Я был слегка разочарован ибо, грешным делом, ожидал если не брильянтовых подвесок, то чего-то вроде перстня в подарок. Однако положение обязывает, и я рьяно облобызав прелестную ручку, схватил презент и, прижав его к груди, проговорил нечто куртуазное и соответствующее моменту.

Покинув дворец воеводы, я отправился к капитану просить отпустить со мной Фридриха и Мартина. Я крепко надеялся, что возвращаться мне не придется и не хотел бросать своих единственных друзей в этом мире. Да, друзей, возможно для прежнего принца Иогана Альбрехта Фридрих был бы только слугой, а Мартин секретарем, а для нынешнего они друзья и самые близкие люди. Идя к дому, который занял капитан, я встретил его подругу маркитантку Анну. Она шла с огромной корзиной продуктов, очевидно. возвращаясь с рынка. Я недолго думая подбежал к ней и перехватил корзину.
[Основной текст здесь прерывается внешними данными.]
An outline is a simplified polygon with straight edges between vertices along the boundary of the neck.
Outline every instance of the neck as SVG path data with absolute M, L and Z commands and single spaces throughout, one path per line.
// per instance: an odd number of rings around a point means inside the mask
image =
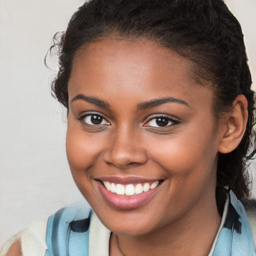
M 169 224 L 148 234 L 135 236 L 113 234 L 110 248 L 118 253 L 110 255 L 208 255 L 221 220 L 215 198 L 213 202 L 196 204 L 194 208 Z

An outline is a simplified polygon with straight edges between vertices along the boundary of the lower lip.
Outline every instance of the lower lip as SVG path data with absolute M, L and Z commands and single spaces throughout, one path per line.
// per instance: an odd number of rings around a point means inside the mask
M 134 196 L 120 196 L 108 191 L 101 182 L 98 182 L 105 200 L 112 206 L 118 209 L 128 210 L 140 207 L 148 202 L 154 196 L 160 185 L 146 192 Z

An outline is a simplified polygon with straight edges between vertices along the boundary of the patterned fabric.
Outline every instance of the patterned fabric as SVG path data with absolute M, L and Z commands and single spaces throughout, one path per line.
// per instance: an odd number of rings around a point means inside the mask
M 216 199 L 222 217 L 208 256 L 256 256 L 251 229 L 242 203 L 232 191 L 222 188 L 216 190 Z M 6 254 L 17 238 L 22 242 L 22 256 L 108 255 L 111 232 L 84 205 L 60 209 L 45 222 L 45 228 L 42 223 L 42 234 L 38 234 L 38 224 L 30 225 L 11 238 L 0 256 Z M 40 250 L 35 250 L 40 247 Z

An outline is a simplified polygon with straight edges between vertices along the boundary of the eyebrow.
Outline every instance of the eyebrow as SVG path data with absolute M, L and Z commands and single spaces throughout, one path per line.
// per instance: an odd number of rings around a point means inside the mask
M 180 100 L 179 98 L 174 98 L 174 97 L 167 97 L 160 98 L 156 98 L 152 100 L 147 102 L 142 102 L 137 105 L 138 110 L 144 110 L 147 108 L 154 108 L 154 106 L 158 106 L 162 104 L 168 102 L 174 102 L 178 103 L 179 104 L 182 104 L 188 106 L 190 106 L 186 102 Z
M 98 106 L 101 108 L 110 108 L 110 104 L 106 100 L 100 100 L 97 97 L 94 97 L 92 96 L 86 96 L 85 95 L 80 94 L 75 97 L 74 97 L 72 100 L 71 102 L 77 100 L 83 100 L 92 103 L 94 105 Z M 188 106 L 190 106 L 184 100 L 180 100 L 179 98 L 174 98 L 174 97 L 167 97 L 164 98 L 156 98 L 146 102 L 142 102 L 137 104 L 137 110 L 144 110 L 150 108 L 154 108 L 162 104 L 164 104 L 168 102 L 178 103 L 179 104 L 182 104 Z
M 103 100 L 100 100 L 96 97 L 93 97 L 92 96 L 86 96 L 83 94 L 78 94 L 74 97 L 71 100 L 71 103 L 77 100 L 82 100 L 84 102 L 88 102 L 89 103 L 92 103 L 94 105 L 100 106 L 101 108 L 110 108 L 110 104 Z

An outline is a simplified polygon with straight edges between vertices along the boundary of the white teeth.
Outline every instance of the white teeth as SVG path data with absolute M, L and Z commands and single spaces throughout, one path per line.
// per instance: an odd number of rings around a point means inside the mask
M 141 184 L 137 184 L 135 186 L 135 192 L 136 194 L 140 194 L 143 192 L 143 188 Z
M 146 192 L 150 190 L 150 185 L 149 183 L 145 183 L 143 186 L 143 191 Z
M 135 193 L 135 188 L 132 184 L 127 185 L 126 188 L 126 196 L 133 196 Z
M 108 190 L 110 191 L 111 190 L 111 184 L 108 182 L 103 182 L 103 183 L 104 183 L 104 185 L 105 185 L 105 186 L 106 187 L 106 188 Z
M 118 194 L 124 194 L 124 187 L 121 184 L 117 184 L 116 192 Z
M 137 184 L 135 187 L 132 184 L 122 185 L 116 184 L 108 182 L 103 182 L 103 183 L 108 191 L 117 194 L 126 196 L 134 196 L 135 194 L 140 194 L 142 192 L 146 192 L 154 188 L 159 184 L 159 180 L 154 182 L 150 185 L 150 183 L 144 183 L 142 186 L 141 184 Z
M 154 183 L 152 183 L 152 184 L 151 184 L 151 186 L 150 186 L 150 189 L 152 190 L 153 188 L 154 188 L 158 185 L 158 183 L 159 180 L 158 180 L 157 182 L 154 182 Z
M 112 192 L 112 193 L 116 193 L 116 185 L 114 183 L 111 184 L 111 188 L 110 188 L 110 191 Z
- Здравствуй Анна, давай помогу, а то не годится такой милой женщине надрываться под весом такой тяжести!

- О, красавчик Ганс! Ну, помоги, помоги, если не боишься капитана.

- Господь с тобой Анна, разве я предложил тебе, что то предосудительное? Вот ей богу у меня сердце кровью обливается, когда я вижу как ты, сгибая свое хрупкое тело, несешь эдакую тяжесть. Услышав это, Анна ухмыльнулась, ее ладное и, пожалуй, даже стройное тело было довольно трудно назвать хрупким.
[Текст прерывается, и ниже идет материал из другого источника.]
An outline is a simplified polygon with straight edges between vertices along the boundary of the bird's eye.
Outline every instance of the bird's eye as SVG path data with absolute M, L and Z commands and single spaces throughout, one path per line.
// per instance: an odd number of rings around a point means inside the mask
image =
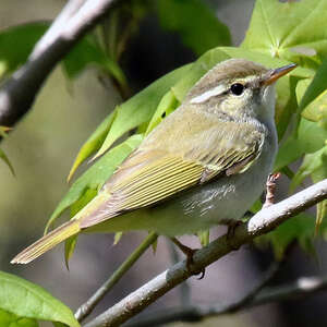
M 233 95 L 241 95 L 244 90 L 244 85 L 241 83 L 234 83 L 231 85 L 230 90 Z

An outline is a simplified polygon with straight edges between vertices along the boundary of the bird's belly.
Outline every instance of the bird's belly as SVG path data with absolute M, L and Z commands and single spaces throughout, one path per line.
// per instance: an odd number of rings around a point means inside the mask
M 243 173 L 218 178 L 157 206 L 117 216 L 86 231 L 152 230 L 180 235 L 206 230 L 226 220 L 241 219 L 261 196 L 271 170 L 275 154 L 263 153 Z

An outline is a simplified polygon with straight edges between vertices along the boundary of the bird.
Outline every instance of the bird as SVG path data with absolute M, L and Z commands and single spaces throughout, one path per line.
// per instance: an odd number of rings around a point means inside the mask
M 29 263 L 80 232 L 174 238 L 240 221 L 263 193 L 278 150 L 275 82 L 294 68 L 216 64 L 84 208 L 11 263 Z

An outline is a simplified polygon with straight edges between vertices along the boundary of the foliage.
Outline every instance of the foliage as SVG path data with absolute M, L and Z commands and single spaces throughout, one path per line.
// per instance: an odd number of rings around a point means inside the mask
M 37 327 L 37 320 L 80 326 L 71 310 L 45 289 L 0 271 L 0 325 Z

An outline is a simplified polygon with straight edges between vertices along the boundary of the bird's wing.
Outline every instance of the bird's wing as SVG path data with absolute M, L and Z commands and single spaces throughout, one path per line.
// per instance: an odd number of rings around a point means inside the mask
M 219 174 L 230 175 L 246 170 L 259 155 L 263 134 L 249 124 L 235 136 L 232 123 L 223 122 L 220 136 L 206 136 L 211 134 L 210 130 L 205 135 L 195 135 L 196 142 L 182 145 L 183 155 L 175 155 L 171 148 L 148 149 L 141 146 L 105 184 L 100 192 L 109 193 L 108 199 L 81 219 L 81 228 L 155 205 Z M 201 150 L 195 152 L 194 144 Z

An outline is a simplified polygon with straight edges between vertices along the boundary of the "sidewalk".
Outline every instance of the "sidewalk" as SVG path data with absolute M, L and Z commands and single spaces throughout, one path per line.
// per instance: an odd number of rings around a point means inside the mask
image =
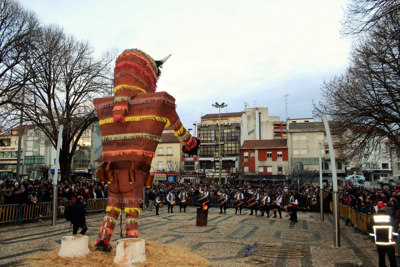
M 287 219 L 289 215 L 284 212 L 282 219 L 279 216 L 278 218 L 271 218 L 273 213 L 270 213 L 270 218 L 256 218 L 249 215 L 250 210 L 247 209 L 244 209 L 239 215 L 234 214 L 233 209 L 228 209 L 226 214 L 223 214 L 219 213 L 219 209 L 212 208 L 208 226 L 198 227 L 196 226 L 196 208 L 188 207 L 186 213 L 180 213 L 179 207 L 175 207 L 172 214 L 167 213 L 164 207 L 160 209 L 160 215 L 158 216 L 155 216 L 155 210 L 142 212 L 139 215 L 140 237 L 189 247 L 209 260 L 210 266 L 216 267 L 260 265 L 253 261 L 260 260 L 259 257 L 244 256 L 246 246 L 256 241 L 269 245 L 302 243 L 302 246 L 308 249 L 302 258 L 264 257 L 260 266 L 344 267 L 348 266 L 346 264 L 362 262 L 362 266 L 378 266 L 378 253 L 371 251 L 375 247 L 374 243 L 363 239 L 368 236 L 354 233 L 353 227 L 345 226 L 341 220 L 341 247 L 334 247 L 332 214 L 326 215 L 325 221 L 321 222 L 319 213 L 300 212 L 298 213 L 299 222 L 295 223 Z M 103 215 L 100 214 L 90 213 L 86 219 L 90 224 L 86 234 L 94 242 L 103 219 Z M 23 226 L 8 224 L 0 227 L 2 253 L 0 255 L 0 267 L 29 266 L 27 256 L 59 247 L 61 237 L 70 234 L 68 233 L 69 222 L 63 218 L 57 221 L 54 227 L 51 226 L 51 220 L 25 222 Z M 119 224 L 114 231 L 116 236 L 113 240 L 116 241 L 119 239 Z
- Ты, похоже, Ганс перепутал меня со своим приятелем Мартином. Я больше никого не знаю в эскадроне, кого можно было назвать хрупким.

- Ну что ты Анна, да Мартин по сравнению с тобой просто боров. Хотя конечно если ты будешь таскать такие корзины, ты можешь потерять свою легкость. Вот ей богу, замолвила бы словечко капитану и я бы вместо того что бы таскаться по никому не нужным патрулям носил бы для тебя провизию с рынка и вообще все что захочешь. Да хоть тебя, а то, что ты бьешь об такую мерзлую землю такие ладные ножки.
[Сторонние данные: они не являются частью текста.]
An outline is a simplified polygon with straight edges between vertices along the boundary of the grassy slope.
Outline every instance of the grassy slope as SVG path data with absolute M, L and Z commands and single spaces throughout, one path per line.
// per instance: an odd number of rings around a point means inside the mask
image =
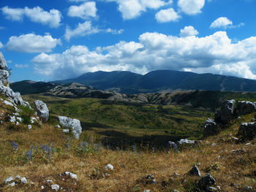
M 47 102 L 49 102 L 59 99 L 48 99 Z M 94 99 L 89 101 L 96 102 L 95 104 L 99 101 Z M 3 106 L 0 107 L 0 112 L 5 108 Z M 45 188 L 42 191 L 50 191 L 45 181 L 51 179 L 67 191 L 143 191 L 146 189 L 151 191 L 172 191 L 173 189 L 195 191 L 199 177 L 189 176 L 187 172 L 193 164 L 199 162 L 201 174 L 210 172 L 217 180 L 217 184 L 220 185 L 222 191 L 241 191 L 238 188 L 230 187 L 231 183 L 241 186 L 256 187 L 256 177 L 252 175 L 256 169 L 256 141 L 252 141 L 251 145 L 245 146 L 244 143 L 236 144 L 230 139 L 237 133 L 239 123 L 249 121 L 253 115 L 249 114 L 243 116 L 242 119 L 234 120 L 233 126 L 220 134 L 207 138 L 196 147 L 185 148 L 179 153 L 168 152 L 167 149 L 156 150 L 153 153 L 151 147 L 138 147 L 137 153 L 131 148 L 121 151 L 105 147 L 99 151 L 93 147 L 94 143 L 99 142 L 98 137 L 91 135 L 89 137 L 89 131 L 83 131 L 80 141 L 72 138 L 68 150 L 67 137 L 70 136 L 64 136 L 53 125 L 48 123 L 31 130 L 14 131 L 10 130 L 7 128 L 9 124 L 5 123 L 0 128 L 0 135 L 4 136 L 0 137 L 0 182 L 2 183 L 9 176 L 20 174 L 34 183 L 32 186 L 19 185 L 13 188 L 0 188 L 0 191 L 40 191 L 41 185 L 44 185 Z M 89 147 L 79 150 L 79 142 L 83 141 L 88 142 Z M 12 149 L 12 142 L 18 143 L 18 151 Z M 28 151 L 31 146 L 39 146 L 50 142 L 54 145 L 56 150 L 54 153 L 50 153 L 49 158 L 40 150 L 37 153 L 33 150 L 31 161 L 26 158 L 25 151 Z M 216 146 L 211 146 L 214 142 Z M 245 150 L 244 154 L 233 154 L 231 152 L 232 150 L 241 148 Z M 106 164 L 113 164 L 114 170 L 105 176 L 103 167 Z M 75 184 L 74 180 L 58 175 L 65 171 L 77 174 L 79 181 Z M 173 172 L 179 175 L 174 177 Z M 148 174 L 155 176 L 156 185 L 147 184 L 141 179 Z

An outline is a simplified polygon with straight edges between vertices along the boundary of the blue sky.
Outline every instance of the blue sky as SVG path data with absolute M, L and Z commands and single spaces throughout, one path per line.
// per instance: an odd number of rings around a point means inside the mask
M 256 79 L 255 0 L 1 0 L 12 82 L 157 69 Z

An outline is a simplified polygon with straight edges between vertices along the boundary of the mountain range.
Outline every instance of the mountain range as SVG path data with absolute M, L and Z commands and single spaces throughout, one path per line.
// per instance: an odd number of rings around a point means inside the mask
M 52 82 L 78 82 L 96 89 L 115 90 L 127 94 L 177 89 L 256 91 L 256 80 L 220 74 L 171 70 L 153 71 L 144 75 L 123 71 L 99 71 L 86 73 L 77 78 Z
M 256 80 L 232 76 L 159 70 L 144 75 L 124 71 L 89 72 L 77 78 L 50 82 L 21 81 L 11 87 L 21 94 L 47 92 L 56 85 L 78 82 L 96 90 L 126 94 L 174 90 L 207 90 L 256 92 Z

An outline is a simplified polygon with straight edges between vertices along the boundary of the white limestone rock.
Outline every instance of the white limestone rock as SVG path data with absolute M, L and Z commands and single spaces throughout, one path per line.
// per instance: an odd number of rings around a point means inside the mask
M 78 119 L 72 119 L 64 116 L 59 116 L 59 123 L 68 128 L 72 129 L 72 133 L 77 139 L 79 139 L 79 136 L 82 133 L 82 127 L 80 120 Z
M 34 110 L 37 112 L 38 116 L 39 116 L 43 121 L 47 122 L 49 119 L 49 110 L 46 104 L 40 100 L 36 100 L 34 104 Z

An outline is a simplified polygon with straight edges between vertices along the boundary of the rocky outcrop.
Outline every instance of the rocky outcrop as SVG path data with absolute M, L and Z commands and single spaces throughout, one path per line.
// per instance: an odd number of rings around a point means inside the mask
M 215 183 L 215 179 L 208 173 L 200 180 L 198 187 L 200 189 L 206 191 L 207 188 L 214 185 Z
M 36 100 L 34 101 L 34 110 L 37 112 L 37 115 L 40 117 L 42 121 L 47 122 L 49 119 L 49 110 L 46 104 L 40 100 Z
M 72 129 L 72 133 L 77 139 L 79 139 L 79 136 L 82 133 L 82 127 L 80 120 L 77 119 L 72 119 L 64 116 L 59 117 L 59 123 L 68 128 Z
M 207 119 L 205 123 L 204 127 L 204 137 L 208 137 L 211 135 L 214 135 L 219 134 L 220 128 L 213 119 Z
M 225 125 L 233 119 L 235 104 L 236 101 L 233 99 L 224 101 L 220 110 L 215 113 L 215 122 L 221 125 Z
M 244 139 L 253 139 L 256 137 L 256 122 L 241 123 L 238 134 Z
M 252 102 L 247 101 L 238 101 L 235 109 L 235 115 L 238 117 L 241 115 L 253 112 L 255 110 L 255 106 Z

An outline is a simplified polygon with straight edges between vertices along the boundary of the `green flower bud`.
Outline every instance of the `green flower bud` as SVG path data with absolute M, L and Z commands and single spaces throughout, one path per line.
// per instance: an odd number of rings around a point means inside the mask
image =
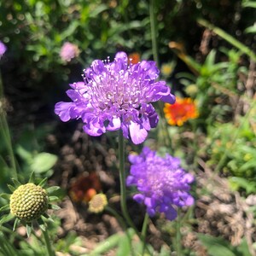
M 10 196 L 10 212 L 20 220 L 32 222 L 48 209 L 48 195 L 40 186 L 33 183 L 20 185 Z
M 107 196 L 104 194 L 96 194 L 89 202 L 89 211 L 98 213 L 102 212 L 107 205 Z

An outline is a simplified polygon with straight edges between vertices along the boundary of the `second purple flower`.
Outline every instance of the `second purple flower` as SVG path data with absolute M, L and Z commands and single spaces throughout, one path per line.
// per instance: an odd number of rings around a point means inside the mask
M 125 52 L 117 53 L 113 62 L 94 61 L 84 71 L 84 82 L 70 84 L 67 94 L 72 102 L 58 102 L 55 113 L 64 122 L 81 119 L 90 136 L 122 129 L 125 137 L 142 143 L 159 119 L 151 102 L 175 102 L 166 82 L 155 81 L 158 75 L 154 61 L 128 65 Z

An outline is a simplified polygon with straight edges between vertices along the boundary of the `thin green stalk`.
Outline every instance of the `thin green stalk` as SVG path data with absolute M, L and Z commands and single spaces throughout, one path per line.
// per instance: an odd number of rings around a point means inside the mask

- Хватит тебе балагурить Ганс, выкладывай чего тебе нужно. Ты ведь ничего просто так не делаешь, хоть и прикидываешься простачком. Да и по патрулям ты ходишь не без дохода, сказывают, воевода отсыпал вам немало талеров за последнее ваше дельце. Я этого старого пройдоху Шмульке давно не видела таким довольным.

- Ах, милая Анна, если бы мне и впрямь отсыпали талеров, так я непременно купил бы какое ни, будь колечко что бы украсить твои красивые пальчики, но, увы, я беден как церковная мышь и могу лишь издали любоваться твоей красотой!

- Ладно, ладно. Перешёл я, к делу увидев, что Анна нахмурилась. Меня посылают в Померанию с одним делом от воеводы. А у нас там с Мартином родня, я ведь говорил тебе, что мы братья, не так ли?

- Ой, ли! В прошлый раз вы были кузенами.

- Анхен, голубка моя! Да какая разница родные мы братья с Мартином или двоюродные. Главное что у нас есть родня, которую мы хотели бы проведать. И если бы ты замолвила за нас словечко, что бы капитан отпустил нас, так я бы отблагодарил тебя.